Сложили, как стены, приладили кров,

И стали в них жить, и домами назвали.

Домов этих тысячи в поле пустом,

И все — как по мерке…

Стоят эти срубы, и в каждом живут,

И все это городом важно зовут.

Но вот наконец повстречались мне люди,

Их шеи крепки, и могучи их груди.

Как зверь, как природа полночных краев,

Тут каждый и свеж, и силен, и здоров.

И только их лица подобны доныне

Земле их — пустынной и дикой равнине.

И пламя до глаз их еще не дошло

Из темных сердец, из подземных вулканов,

Чтоб, вольности факелом ярким воспрянув,

Той дивной печатью отметить чело,

Которой отмечены люди Восхода

И люди Заката, вкусившие яд

Падений и взлетов, надежд и утрат,

Чьи лица — как летопись жизни народа.

Здесь очи людей — точно их города,

Огромны и чисты. И, чуждый смятенью,

Их взор не покроется влажною тенью,

В нем грусть состраданья мелькнет без следа.

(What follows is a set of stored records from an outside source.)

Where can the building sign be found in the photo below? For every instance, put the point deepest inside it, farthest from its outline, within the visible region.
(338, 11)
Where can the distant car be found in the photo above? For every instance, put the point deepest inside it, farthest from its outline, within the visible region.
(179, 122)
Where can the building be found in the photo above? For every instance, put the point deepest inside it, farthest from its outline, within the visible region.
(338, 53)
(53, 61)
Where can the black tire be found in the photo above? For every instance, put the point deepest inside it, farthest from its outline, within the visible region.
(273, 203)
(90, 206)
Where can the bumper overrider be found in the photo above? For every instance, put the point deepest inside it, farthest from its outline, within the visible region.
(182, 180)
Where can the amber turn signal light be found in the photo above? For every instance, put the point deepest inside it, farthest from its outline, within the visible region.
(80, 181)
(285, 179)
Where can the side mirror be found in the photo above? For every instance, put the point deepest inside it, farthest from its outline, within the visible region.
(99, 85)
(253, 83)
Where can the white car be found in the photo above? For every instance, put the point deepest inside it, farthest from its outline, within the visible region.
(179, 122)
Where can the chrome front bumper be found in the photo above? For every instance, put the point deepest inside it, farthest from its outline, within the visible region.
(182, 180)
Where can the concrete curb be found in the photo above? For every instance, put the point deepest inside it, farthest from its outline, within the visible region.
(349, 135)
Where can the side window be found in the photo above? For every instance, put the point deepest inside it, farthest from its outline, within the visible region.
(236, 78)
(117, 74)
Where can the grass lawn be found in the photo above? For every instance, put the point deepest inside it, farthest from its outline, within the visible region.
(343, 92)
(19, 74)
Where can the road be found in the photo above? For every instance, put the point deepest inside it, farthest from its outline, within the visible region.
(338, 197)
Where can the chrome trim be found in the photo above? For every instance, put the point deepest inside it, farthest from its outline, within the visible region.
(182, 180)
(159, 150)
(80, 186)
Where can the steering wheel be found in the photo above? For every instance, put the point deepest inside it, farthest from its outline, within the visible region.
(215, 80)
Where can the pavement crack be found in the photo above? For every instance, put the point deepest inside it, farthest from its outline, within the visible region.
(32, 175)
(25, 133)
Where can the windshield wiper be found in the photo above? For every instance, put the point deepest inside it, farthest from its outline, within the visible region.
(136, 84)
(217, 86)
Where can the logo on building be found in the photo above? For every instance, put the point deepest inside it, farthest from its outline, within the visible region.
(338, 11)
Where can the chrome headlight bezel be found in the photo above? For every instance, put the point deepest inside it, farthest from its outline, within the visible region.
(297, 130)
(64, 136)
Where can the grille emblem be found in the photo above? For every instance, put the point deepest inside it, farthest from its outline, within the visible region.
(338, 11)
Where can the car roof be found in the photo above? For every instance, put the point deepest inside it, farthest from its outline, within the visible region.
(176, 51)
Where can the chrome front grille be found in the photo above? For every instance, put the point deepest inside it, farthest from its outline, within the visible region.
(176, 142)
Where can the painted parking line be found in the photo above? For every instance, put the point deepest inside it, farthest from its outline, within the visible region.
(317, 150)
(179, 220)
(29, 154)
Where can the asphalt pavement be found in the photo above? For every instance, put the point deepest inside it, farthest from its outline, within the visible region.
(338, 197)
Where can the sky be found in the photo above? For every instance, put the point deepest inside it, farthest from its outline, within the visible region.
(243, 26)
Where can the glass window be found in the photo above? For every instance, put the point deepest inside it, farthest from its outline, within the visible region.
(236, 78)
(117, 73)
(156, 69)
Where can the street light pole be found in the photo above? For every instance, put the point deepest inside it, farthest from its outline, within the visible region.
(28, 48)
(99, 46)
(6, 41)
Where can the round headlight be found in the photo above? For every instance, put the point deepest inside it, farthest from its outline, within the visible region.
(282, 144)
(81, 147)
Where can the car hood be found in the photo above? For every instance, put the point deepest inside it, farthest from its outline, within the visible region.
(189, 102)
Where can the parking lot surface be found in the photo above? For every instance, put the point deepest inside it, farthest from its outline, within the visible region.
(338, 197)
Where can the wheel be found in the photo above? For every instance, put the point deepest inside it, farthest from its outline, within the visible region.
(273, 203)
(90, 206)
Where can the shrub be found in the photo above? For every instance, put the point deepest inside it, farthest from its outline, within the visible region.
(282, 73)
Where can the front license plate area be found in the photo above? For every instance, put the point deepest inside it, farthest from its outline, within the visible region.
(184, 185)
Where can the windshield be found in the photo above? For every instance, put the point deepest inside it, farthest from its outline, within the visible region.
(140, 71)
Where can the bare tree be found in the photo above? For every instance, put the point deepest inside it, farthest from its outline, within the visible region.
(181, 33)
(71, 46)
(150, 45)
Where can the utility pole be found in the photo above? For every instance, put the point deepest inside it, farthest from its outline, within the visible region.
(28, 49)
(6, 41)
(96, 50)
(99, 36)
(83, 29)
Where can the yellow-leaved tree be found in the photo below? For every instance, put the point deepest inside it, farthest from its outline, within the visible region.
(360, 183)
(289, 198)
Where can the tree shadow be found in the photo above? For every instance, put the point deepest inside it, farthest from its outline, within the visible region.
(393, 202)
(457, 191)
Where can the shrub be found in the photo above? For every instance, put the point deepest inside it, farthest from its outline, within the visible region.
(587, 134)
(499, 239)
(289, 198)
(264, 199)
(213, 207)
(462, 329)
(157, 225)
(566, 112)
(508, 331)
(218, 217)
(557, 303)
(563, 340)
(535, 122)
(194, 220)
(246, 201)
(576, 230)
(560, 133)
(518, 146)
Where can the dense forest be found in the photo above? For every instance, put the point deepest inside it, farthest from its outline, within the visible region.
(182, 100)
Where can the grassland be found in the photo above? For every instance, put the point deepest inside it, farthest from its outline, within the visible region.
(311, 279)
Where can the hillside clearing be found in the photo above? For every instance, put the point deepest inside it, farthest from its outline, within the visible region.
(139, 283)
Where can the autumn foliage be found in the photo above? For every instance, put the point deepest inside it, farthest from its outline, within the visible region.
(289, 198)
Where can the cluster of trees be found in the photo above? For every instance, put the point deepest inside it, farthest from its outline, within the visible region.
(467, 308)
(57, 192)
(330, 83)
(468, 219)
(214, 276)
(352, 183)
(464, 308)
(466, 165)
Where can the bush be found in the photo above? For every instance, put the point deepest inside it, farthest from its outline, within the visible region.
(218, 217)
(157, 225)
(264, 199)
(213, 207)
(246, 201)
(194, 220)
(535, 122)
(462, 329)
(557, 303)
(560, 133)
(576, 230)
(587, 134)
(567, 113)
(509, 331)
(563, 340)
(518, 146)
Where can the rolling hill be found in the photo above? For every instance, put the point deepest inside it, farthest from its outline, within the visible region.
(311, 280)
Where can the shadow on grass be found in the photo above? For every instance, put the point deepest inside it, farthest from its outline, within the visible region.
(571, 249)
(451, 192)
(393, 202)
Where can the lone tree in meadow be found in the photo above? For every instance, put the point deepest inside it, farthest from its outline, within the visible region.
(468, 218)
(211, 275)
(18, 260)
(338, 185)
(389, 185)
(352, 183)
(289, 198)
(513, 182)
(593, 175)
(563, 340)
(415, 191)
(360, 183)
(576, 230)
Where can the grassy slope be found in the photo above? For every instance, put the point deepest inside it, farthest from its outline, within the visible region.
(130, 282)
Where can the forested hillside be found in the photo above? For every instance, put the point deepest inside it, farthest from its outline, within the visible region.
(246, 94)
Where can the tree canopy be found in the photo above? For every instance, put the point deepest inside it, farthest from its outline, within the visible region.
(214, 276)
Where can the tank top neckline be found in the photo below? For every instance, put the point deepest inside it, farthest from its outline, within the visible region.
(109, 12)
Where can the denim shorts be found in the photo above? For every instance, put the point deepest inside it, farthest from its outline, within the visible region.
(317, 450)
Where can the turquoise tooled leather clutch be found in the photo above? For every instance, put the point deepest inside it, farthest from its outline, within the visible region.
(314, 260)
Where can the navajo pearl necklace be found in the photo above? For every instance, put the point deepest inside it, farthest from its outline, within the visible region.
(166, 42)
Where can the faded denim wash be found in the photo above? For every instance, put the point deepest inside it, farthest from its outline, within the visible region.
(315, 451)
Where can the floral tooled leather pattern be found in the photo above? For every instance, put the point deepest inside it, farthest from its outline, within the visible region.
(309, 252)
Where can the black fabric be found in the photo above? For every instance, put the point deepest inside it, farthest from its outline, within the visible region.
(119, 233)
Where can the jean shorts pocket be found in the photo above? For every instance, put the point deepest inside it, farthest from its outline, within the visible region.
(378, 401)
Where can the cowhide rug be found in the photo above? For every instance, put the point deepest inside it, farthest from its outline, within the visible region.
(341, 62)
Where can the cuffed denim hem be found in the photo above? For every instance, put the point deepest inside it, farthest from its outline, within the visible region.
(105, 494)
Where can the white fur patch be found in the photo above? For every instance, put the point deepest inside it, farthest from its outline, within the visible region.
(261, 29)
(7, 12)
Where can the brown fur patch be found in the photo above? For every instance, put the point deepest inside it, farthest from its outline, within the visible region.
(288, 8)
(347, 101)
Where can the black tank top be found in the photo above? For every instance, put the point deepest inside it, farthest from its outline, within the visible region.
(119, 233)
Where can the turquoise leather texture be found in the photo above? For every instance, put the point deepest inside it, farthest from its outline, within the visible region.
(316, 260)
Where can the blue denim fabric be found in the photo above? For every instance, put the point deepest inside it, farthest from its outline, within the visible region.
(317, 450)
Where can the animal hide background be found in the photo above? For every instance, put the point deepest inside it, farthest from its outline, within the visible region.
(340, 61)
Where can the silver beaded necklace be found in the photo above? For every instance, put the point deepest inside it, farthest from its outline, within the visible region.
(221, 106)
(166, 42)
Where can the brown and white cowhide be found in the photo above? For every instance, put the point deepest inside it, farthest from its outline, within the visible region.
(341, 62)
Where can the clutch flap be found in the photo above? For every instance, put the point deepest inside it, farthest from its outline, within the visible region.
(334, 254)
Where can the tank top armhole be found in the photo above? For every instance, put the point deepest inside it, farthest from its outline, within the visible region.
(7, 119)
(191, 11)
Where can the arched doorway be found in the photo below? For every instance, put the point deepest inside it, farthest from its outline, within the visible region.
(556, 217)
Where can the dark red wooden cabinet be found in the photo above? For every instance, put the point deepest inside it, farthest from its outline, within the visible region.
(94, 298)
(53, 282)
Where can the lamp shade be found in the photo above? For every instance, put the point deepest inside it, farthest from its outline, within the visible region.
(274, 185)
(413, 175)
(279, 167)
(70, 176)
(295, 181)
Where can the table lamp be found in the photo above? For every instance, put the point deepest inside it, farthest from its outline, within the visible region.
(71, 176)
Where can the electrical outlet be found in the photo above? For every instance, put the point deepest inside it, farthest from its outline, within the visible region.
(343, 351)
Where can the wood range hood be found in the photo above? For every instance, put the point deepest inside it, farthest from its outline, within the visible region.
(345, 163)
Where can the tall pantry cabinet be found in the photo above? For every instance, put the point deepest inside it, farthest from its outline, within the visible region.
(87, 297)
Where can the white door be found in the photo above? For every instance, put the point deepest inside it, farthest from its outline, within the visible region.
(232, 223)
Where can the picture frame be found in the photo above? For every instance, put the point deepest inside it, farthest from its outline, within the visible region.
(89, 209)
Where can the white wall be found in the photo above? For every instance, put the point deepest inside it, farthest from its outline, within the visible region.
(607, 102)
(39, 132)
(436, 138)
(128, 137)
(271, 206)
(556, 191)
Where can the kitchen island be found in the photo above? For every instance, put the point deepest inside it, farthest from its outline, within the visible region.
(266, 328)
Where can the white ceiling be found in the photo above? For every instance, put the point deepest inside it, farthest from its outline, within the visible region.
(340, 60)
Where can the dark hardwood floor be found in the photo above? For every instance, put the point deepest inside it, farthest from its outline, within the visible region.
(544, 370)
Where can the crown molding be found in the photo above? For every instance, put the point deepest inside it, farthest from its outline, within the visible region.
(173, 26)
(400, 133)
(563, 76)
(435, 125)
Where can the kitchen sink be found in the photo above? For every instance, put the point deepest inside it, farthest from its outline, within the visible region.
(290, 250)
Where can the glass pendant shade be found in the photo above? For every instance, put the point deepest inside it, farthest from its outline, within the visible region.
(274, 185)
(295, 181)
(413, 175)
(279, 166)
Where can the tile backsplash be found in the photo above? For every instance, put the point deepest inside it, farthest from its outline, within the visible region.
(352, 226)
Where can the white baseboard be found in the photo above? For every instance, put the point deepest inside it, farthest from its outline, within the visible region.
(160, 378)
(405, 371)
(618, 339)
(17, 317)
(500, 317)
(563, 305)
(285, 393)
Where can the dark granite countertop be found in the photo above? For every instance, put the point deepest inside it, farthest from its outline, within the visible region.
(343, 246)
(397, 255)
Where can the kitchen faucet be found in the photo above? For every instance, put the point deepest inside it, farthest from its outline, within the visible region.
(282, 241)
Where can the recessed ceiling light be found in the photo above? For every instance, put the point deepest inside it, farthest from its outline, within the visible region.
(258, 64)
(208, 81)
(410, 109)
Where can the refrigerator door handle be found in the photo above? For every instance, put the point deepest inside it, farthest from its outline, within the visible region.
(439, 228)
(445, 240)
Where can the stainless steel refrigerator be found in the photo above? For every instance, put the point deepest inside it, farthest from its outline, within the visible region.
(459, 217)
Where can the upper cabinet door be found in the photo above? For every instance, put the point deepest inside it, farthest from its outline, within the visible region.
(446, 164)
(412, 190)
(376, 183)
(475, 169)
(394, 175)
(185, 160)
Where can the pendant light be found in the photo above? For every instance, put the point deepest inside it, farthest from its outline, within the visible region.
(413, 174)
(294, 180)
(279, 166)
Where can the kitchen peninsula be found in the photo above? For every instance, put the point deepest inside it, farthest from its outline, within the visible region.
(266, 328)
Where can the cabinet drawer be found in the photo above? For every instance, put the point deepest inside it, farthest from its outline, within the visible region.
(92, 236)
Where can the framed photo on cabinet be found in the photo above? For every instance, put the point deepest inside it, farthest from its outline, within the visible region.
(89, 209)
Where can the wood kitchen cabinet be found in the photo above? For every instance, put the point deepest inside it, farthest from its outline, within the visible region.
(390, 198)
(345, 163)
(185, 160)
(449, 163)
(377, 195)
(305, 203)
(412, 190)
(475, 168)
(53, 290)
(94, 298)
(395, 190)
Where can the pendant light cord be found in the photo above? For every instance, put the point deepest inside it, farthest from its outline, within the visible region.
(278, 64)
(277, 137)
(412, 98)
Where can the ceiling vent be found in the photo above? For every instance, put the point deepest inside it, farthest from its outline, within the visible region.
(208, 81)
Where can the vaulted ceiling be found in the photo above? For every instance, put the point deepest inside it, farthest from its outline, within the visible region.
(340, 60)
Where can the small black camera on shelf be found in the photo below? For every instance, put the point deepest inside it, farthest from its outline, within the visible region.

Глядишь на них издали — ярки и чудны,

А в глубь их заглянешь — пусты и безлюдны.

И тело людей этих — грубый кокон,

Хранит несозревшую бабочку он…

Перевод с польского В. Левика

Установки прозападной интеллигенции восточноевропейских стран открыто представлены в известной статье чешского писателя Милана Кундеры «Похищенный Запад, или Прощальный поклон Культуры», напечатанной в 1984 г. в «Нью-Йорк тайме», а также в Англии, Франции и Германии. Эта публикация была важной операцией завершающей кампании холодной войны против СССР, но здесь мы не касаемся ее политического смысла. Речь именно об отношениях Запада и России как цивилизаций.

Текст статьи был составлен как «послание» Западу. Кундера обвинял Запад в том, что тот вступил в сговор с Россией и отдал часть Европы на растерзание неевропейским варварам: «Три мудреца в Ялте разделили ее надвое и приговорили к смерти. Им было все равно, что станет с великой культурой». Долг Запада — воссоединиться со своей «похищенной» частью, иначе угаснет европейская культура.

В варварстве Кундера обвиняет именно Россию, а не СССР. Он рассматривает СССР как «органичное» воплощение «русских черт». Кундера — боец холодной войны, статья написана по заказу. Дело в другом — почему она была идеологически эффективной? Потому, что она точно отвечала стереотипам сознания среднего класса Запада. Азиаты похитили кусочек Запада, и поход за спасение плененных «братьев меньших» должен быть поддержан каждым благородным человеком.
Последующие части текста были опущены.